Search code examples
pngcropghostscript

PDF to PNG using Ghost Script - crop to top third of page


I am trying to convert a PDF file to an image, and in the process crop to the first third(approx) of top of the first page.

This command gives me the whole page and changing the -g option crops toward the bottom left corner if I make the values smaller.

for %%x in (*) do "......\program\gs\gs9.23\bin\gswin32c.exe" -g2500x3300 -dFIXEDMEDIA -dMaxBitmap=500000000 -dAlignToPixels=0 -dGridFitTT=2 -sDEVICE=pngalpha -dTextAlphaBits=4 -dGraphicsAlphaBits=4 -r300x300 -dBATCH -dNOPAUSE -dFirstPage=1 -dLastPage=1 -SOutputFile="%%~nx.png" "%%~nx.pdf"

I want the smaller image so that OCR on the image is then faster, and most letters/docs I am dealing with have the information I am after in the top third.


Solution

  • The origin (0, 0) of the PostScript page (and the PDF page) is at the lower left. So by reducing the media size you make the uppermost portion of the content lie off the media and therefore its not rendered.

    So what you need to do is reduce the size of the media (which you have done) **and* translate the origin so that the top of the content lies on the media.
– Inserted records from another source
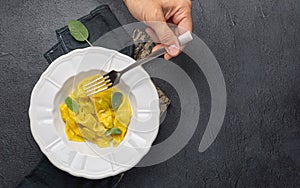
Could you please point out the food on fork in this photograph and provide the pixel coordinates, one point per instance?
(102, 118)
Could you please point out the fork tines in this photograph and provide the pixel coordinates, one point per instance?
(97, 85)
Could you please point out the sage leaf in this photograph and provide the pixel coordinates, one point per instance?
(78, 31)
(72, 105)
(116, 100)
(113, 131)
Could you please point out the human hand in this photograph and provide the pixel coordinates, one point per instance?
(156, 14)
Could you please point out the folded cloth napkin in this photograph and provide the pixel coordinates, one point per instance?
(98, 22)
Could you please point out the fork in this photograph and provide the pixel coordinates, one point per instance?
(112, 78)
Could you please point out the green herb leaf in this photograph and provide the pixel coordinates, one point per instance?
(116, 100)
(78, 30)
(113, 131)
(72, 104)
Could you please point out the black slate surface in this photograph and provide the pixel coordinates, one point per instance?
(257, 44)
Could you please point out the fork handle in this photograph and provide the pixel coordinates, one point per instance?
(182, 39)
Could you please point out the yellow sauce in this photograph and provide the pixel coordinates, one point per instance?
(95, 117)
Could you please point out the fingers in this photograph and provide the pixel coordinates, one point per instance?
(152, 34)
(166, 56)
(166, 37)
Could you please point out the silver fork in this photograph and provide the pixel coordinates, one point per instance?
(113, 77)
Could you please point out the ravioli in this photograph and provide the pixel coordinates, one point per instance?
(95, 120)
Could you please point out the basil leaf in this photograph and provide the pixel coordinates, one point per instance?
(113, 131)
(78, 30)
(72, 104)
(116, 100)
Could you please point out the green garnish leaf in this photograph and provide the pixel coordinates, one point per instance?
(78, 31)
(72, 104)
(116, 100)
(113, 131)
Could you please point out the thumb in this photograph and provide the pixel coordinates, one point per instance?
(166, 37)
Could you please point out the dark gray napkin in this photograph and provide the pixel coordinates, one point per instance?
(98, 22)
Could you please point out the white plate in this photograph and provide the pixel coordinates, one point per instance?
(85, 159)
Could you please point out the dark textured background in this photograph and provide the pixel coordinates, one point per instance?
(257, 44)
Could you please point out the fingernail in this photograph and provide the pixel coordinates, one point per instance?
(173, 49)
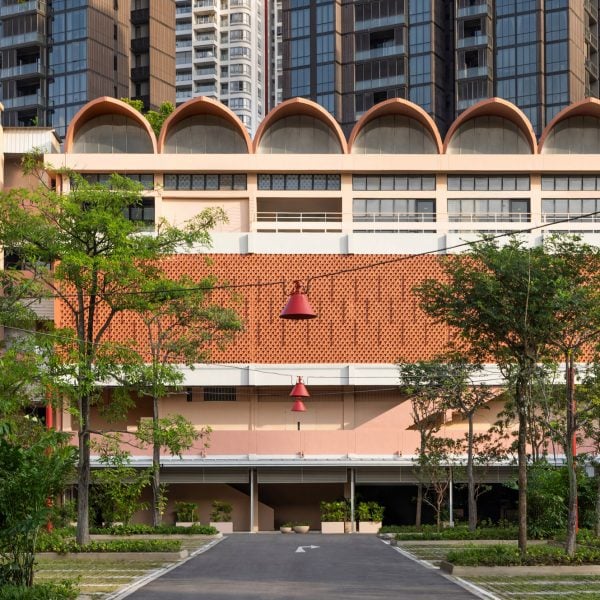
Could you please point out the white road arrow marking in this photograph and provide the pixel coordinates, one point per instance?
(301, 548)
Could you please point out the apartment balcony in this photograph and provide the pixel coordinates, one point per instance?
(31, 100)
(298, 221)
(205, 5)
(24, 70)
(379, 22)
(139, 45)
(591, 38)
(24, 39)
(592, 67)
(183, 11)
(140, 16)
(380, 82)
(391, 50)
(472, 72)
(140, 73)
(20, 8)
(591, 8)
(483, 8)
(481, 39)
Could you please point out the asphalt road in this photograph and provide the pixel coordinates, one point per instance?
(268, 567)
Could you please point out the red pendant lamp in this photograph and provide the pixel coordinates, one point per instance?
(297, 307)
(298, 392)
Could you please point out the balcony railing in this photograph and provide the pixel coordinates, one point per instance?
(481, 39)
(379, 22)
(21, 101)
(22, 7)
(34, 68)
(410, 217)
(483, 71)
(33, 37)
(390, 50)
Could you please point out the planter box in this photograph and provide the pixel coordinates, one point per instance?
(301, 528)
(223, 526)
(332, 527)
(369, 526)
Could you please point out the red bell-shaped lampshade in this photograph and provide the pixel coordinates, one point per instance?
(299, 390)
(298, 406)
(297, 306)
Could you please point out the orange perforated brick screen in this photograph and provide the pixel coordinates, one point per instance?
(366, 316)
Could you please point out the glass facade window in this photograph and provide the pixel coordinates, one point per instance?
(399, 210)
(393, 183)
(204, 182)
(299, 182)
(557, 209)
(141, 213)
(566, 182)
(507, 183)
(145, 179)
(512, 210)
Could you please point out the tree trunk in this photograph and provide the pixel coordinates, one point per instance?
(522, 462)
(419, 505)
(472, 504)
(597, 502)
(83, 478)
(156, 516)
(570, 450)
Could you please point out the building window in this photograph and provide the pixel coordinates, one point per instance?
(141, 213)
(503, 210)
(393, 183)
(398, 210)
(495, 183)
(220, 394)
(201, 182)
(298, 182)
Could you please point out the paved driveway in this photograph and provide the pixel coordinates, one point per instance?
(252, 567)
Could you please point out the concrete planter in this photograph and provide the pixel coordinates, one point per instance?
(369, 526)
(332, 527)
(301, 528)
(223, 526)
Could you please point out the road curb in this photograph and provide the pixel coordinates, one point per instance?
(139, 583)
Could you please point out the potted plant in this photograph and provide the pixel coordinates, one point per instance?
(286, 527)
(370, 516)
(301, 527)
(333, 516)
(186, 514)
(220, 516)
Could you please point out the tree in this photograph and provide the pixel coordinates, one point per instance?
(422, 382)
(462, 394)
(181, 327)
(82, 248)
(156, 118)
(501, 301)
(30, 473)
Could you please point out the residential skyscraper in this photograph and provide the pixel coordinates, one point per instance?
(221, 47)
(58, 55)
(348, 55)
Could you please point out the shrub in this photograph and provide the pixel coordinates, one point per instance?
(334, 511)
(221, 511)
(195, 529)
(48, 544)
(186, 511)
(65, 590)
(370, 511)
(510, 556)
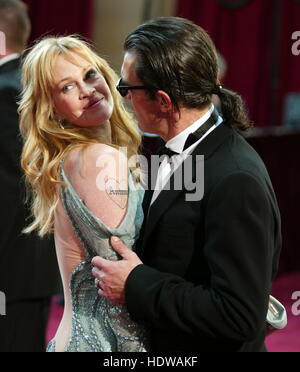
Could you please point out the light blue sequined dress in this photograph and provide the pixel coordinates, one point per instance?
(99, 325)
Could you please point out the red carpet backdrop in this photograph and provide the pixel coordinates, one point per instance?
(53, 17)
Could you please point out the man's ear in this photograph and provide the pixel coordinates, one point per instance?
(164, 101)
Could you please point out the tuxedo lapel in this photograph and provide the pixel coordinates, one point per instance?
(169, 195)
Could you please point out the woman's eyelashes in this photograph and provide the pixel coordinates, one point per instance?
(90, 75)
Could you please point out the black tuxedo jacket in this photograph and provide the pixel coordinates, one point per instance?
(28, 265)
(209, 264)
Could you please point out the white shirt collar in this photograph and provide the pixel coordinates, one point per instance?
(9, 58)
(177, 143)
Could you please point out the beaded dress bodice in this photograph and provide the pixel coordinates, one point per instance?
(99, 325)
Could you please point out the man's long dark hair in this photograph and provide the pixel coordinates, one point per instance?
(179, 57)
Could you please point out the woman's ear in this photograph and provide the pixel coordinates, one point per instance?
(164, 101)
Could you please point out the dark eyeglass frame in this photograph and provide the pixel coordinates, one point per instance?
(123, 89)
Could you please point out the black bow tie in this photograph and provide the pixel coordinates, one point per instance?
(193, 137)
(166, 151)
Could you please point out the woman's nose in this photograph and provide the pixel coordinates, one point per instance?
(86, 91)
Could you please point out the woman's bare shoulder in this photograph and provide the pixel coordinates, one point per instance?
(84, 161)
(99, 175)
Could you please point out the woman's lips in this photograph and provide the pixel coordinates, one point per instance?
(93, 103)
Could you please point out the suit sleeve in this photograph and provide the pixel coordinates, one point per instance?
(238, 224)
(11, 144)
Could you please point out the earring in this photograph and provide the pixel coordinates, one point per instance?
(60, 122)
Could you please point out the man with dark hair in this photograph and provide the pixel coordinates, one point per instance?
(26, 282)
(203, 269)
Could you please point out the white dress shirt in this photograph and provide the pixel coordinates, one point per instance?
(176, 144)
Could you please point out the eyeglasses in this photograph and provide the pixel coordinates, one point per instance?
(123, 89)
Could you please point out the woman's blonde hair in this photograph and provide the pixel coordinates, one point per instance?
(45, 141)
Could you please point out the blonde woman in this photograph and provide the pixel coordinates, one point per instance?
(73, 124)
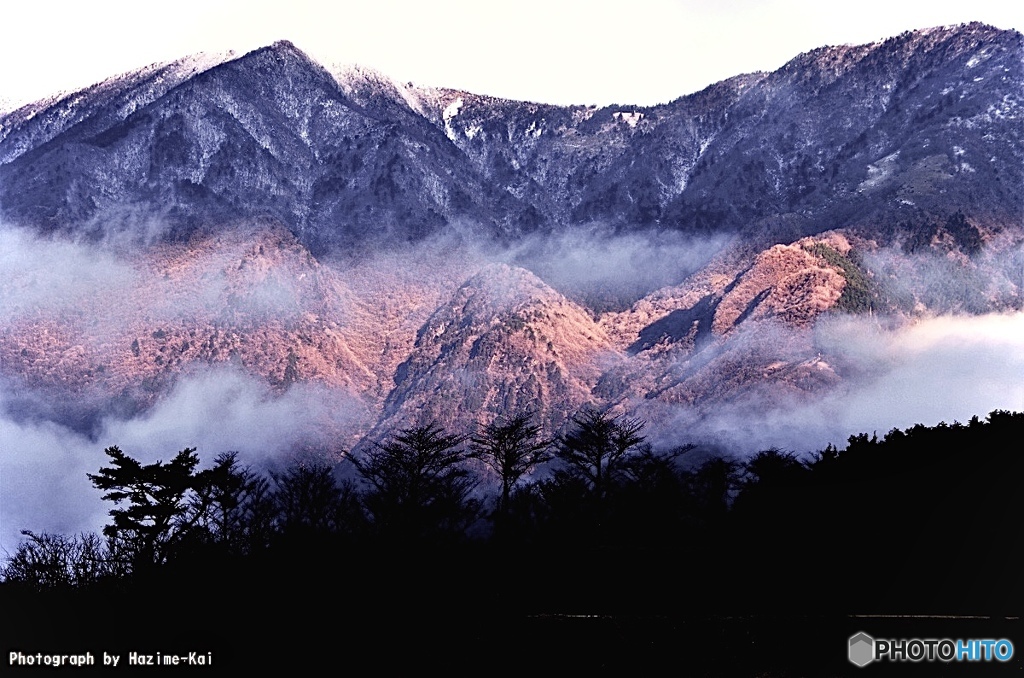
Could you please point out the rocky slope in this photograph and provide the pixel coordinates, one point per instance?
(376, 239)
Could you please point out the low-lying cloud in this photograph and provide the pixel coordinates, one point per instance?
(942, 369)
(43, 464)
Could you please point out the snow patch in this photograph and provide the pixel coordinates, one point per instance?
(451, 111)
(631, 118)
(879, 172)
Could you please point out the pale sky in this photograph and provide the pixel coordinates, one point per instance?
(557, 51)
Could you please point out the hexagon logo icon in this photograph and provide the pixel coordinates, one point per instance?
(861, 649)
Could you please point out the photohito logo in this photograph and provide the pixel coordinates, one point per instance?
(863, 649)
    Try adding -c "<< /BeginPage {-300 0 translate} >> setpagedevice" -f before the input PDF file. That should translate the origin to be 1 inch below the bottom of the media at 300 dpi which should make 1 inch more of the top of the page, and 1 inch less of the bottom of the page render.

    Obviously since I don't know how large your content is, I can't give you an exact answer.